Dáil debates

Wednesday, 23 June 2021

National Maternity Hospital: Motion [Private Members]

 

11:42 am

Photo of Gary GannonGary Gannon (Dublin Central, Social Democrats) | Oireachtas source

I begin by bringing into the Chamber the words of the American poet, feminist and lesbian activist, Adrienne Rich, who said, "Every built thing has its unmeant purpose."

It should be a source of celebration the Irish State and people should be getting a modern maternity hospital, free of Nightingale wards and with single-room occupancy. The fact hundreds of millions of euro will be spent to provide the highest standard of healthcare should be a cause of celebration in a modern republic. Yet the dark clouds of an old Ireland once again start to gather because we will not own that hospital. We will not own the site on which it is built. Rather, the hospital will be owned by the St. Vincent's Hospital Group which has been set up by the Religious Sisters of Charity whose legacy is clear in my constituency of Dublin Central. One can walk up the road from the Convention Centre to Seán McDermott Street and see a big building in which they once incarcerated women who committed no crime. That is the legacy of the Religious Sisters of Charity I see when I walk through my constituency.
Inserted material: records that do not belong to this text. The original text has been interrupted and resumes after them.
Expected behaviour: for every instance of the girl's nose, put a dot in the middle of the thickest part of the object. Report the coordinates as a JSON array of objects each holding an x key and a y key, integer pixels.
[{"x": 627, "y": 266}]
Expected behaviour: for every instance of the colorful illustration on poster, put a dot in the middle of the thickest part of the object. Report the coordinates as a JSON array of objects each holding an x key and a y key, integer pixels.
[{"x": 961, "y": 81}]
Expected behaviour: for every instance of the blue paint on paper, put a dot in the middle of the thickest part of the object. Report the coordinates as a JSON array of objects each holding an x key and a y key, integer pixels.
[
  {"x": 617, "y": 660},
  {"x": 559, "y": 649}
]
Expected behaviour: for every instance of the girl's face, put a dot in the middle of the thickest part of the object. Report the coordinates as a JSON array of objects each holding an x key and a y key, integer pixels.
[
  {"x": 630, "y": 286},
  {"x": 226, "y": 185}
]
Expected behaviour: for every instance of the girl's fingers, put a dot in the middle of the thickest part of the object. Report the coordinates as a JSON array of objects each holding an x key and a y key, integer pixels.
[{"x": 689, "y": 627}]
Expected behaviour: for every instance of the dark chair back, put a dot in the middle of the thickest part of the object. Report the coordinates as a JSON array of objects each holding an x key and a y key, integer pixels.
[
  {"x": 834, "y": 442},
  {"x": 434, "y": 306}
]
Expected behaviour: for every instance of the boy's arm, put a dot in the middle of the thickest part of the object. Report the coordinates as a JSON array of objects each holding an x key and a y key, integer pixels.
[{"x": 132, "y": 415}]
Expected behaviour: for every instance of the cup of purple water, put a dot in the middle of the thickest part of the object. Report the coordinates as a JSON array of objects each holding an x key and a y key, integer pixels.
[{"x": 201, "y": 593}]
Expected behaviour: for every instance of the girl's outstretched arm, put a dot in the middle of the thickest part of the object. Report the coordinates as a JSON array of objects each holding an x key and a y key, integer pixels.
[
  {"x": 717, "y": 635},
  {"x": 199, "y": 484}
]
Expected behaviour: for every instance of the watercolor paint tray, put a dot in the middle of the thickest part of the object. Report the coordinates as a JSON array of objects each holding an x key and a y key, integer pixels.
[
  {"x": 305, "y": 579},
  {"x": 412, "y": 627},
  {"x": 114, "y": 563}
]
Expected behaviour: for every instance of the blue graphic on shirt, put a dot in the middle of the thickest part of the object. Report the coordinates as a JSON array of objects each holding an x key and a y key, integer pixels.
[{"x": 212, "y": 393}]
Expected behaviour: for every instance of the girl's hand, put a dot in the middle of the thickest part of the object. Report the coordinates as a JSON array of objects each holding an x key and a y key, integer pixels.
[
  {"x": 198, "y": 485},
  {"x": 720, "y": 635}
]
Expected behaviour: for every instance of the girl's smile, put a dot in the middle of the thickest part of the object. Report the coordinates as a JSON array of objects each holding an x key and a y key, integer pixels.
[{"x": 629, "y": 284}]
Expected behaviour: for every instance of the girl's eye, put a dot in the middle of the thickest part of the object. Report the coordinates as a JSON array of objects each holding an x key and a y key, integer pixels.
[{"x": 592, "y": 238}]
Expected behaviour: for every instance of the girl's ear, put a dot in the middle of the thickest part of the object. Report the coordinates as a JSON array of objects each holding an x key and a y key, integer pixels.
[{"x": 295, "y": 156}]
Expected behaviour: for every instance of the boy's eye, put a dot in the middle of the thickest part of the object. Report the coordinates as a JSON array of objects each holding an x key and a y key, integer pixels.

Those same people want us to believe their control of that hospital will be benign, they will have a hands-off approach for 99 years and they will not get involved or dictate in any manner. They have provided assurances in which I have no faith. The people of this country who have suffered at the hands of such organisations have no faith in their assurances. That is why we are bringing forward this motion that our new national maternity hospital should be publicly owned, on public lands and provide the highest standard of healthcare to women and people in this country, without any risk of ethos interfering in the treatment they would be given at any point in the future.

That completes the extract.